Opinión

El oso de Peña Negra

Marzo entra mojado. Los caminos rurales se abren como el corazón de las muchachas y albergan toda el agua de los neveros que ahora discurren libremente destruyendo los caminos ya encharcados del invierno. Bajan a lo loco y cortan los prados, ahora más verdes, con regatos en zigzag. 

Los niños golpean los cuartos traseros de las vacas para que se muevan con más salero. Les ha dicho el maestro que no las ataquen con el hierro de la aguijada. Aquel buey blancuzco que ha comprado el hombre marcha primero. Ellas le siguen a ciegas mirando ojipláticas el viejo camino y mugiendo cuando el sol les da en toda la cornamenta.

Serán, más o menos, las tres de la tarde aunque el viejo reloj de la iglesia, ya desbarajustado, hace tiempo que las cantó desde la villa que queda cada vez más lejos. Dijo doña Engracia que si las cosas le van bien, en un par de años, mandará traer uno nuevo de Astorga. Por los ribazos las mimosas van perdiendo aquel amarillo precioso de la mitad de febrero.
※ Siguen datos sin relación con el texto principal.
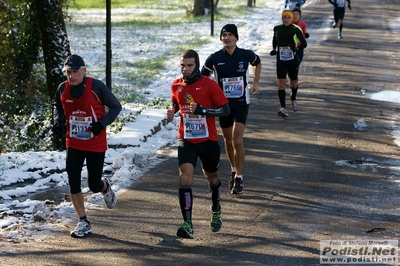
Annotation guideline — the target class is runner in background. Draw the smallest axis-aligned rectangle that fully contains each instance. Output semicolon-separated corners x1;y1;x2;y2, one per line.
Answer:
328;0;351;39
201;24;261;194
292;8;310;67
270;10;307;117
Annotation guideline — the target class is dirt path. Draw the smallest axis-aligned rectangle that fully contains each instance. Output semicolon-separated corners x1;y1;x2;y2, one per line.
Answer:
0;0;400;266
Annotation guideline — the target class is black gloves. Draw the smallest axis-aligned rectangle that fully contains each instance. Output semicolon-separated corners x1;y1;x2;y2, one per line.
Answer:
90;122;104;136
51;121;63;135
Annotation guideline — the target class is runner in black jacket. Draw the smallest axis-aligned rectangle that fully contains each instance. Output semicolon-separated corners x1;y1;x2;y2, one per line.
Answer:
270;10;307;117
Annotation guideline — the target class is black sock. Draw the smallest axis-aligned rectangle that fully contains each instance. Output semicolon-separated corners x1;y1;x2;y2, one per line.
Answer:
290;87;299;101
79;215;89;223
278;90;286;108
179;186;193;223
209;180;221;212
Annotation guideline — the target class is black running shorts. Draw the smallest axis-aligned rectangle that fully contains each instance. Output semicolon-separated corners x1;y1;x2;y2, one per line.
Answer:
178;139;221;173
219;104;249;128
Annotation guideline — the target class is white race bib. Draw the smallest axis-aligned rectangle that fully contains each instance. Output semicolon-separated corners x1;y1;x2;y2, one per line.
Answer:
222;77;244;98
183;114;209;139
69;115;93;140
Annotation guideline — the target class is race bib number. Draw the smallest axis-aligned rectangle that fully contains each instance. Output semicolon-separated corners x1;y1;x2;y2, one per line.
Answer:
222;77;244;98
289;2;299;11
69;116;93;140
183;114;208;139
279;46;294;61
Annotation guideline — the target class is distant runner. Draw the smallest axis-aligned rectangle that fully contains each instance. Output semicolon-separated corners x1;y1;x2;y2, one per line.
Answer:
328;0;351;39
270;10;307;117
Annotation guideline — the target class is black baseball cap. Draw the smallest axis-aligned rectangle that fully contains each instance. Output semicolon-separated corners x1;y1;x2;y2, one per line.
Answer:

El perro mastín corre arriba y abajo dando órdenes al ganado a sabiendas de que tiene toda la autoridad delegada del amo. A esa hora el estómago de los tres chicos exige su comida. Cogen unas acedas y las mastican con fruición. No queda otra. Les darán al llegar un mendrugo de pan y la nata blanca de la leche que cena la niña de las trenzas, la hija del ganadero.

No lo sabemos, pero imaginamos que viene del otro lado del otero, un muchacho pelirrojo y grandullón. Con fortísima voz manda callar a su perro que es un labrador con aires de mariscal. Hechas las paces de los perros, se cruza con los muchachos que musitan un “hola”. “Hola carajo” les dice  enfadado al percibir que le hablan con bastante miedo apretando sus palos. Al sobrepasarlos se vuelve y les mira.

 Vuelve a carraspear sobre una roca un buitre de cuello desplumado. ¿Es éste verdad? Se preguntan entre sí. Ahora su tez siempre muy oscura aparece mucho más alba. Sí que lo es y lo saben. Cuentan la historia que aprendieron desde muy chicos porque sus abuelas se la han contado. Desde entonces y con el susto en el cuerpo han ido guardándola en esa parte del alma en que se llevan las cosas extrañas.

Llegados comen el pan y esta vez, inesperadamente, untado con un trozo de tocino de tamaño de media mano. Lo han recibido de la vieja madre del amo, que tiene entre ceja y ceja morirse en el verano. Y quiere llegar al cielo sin pasar por el purgatorio gracias a sus bondades con los pobres harapientos que le cruzan el ganado, caminando millas y millas y durmiendo en el establo. “Como el niño Jesús” les dice, que también dormía al raso.

Así bien apretujados piensan en aquella historia terrible que les contaron antaño. Cómo aquella chica tan guapa que allá por el mes de mayo cuando caminaba sola por el bosque de los tejos se encontró con un oso horrible y de color rojo y pardo. Y aquel pobre chico que tenía el pelo rojo, sin tener culpa de nada, nunca pudo bajar a la escuela porque recibía pedradas de los chicos de los pueblos, que imaginaban…  bobadas.

Los contadores de historias, en las ferias de la villa, hicieron famoso el caso, El secuestro de la moza corrió de pueblo en pueblo y con dibujos explicaban lo del oso enamorado.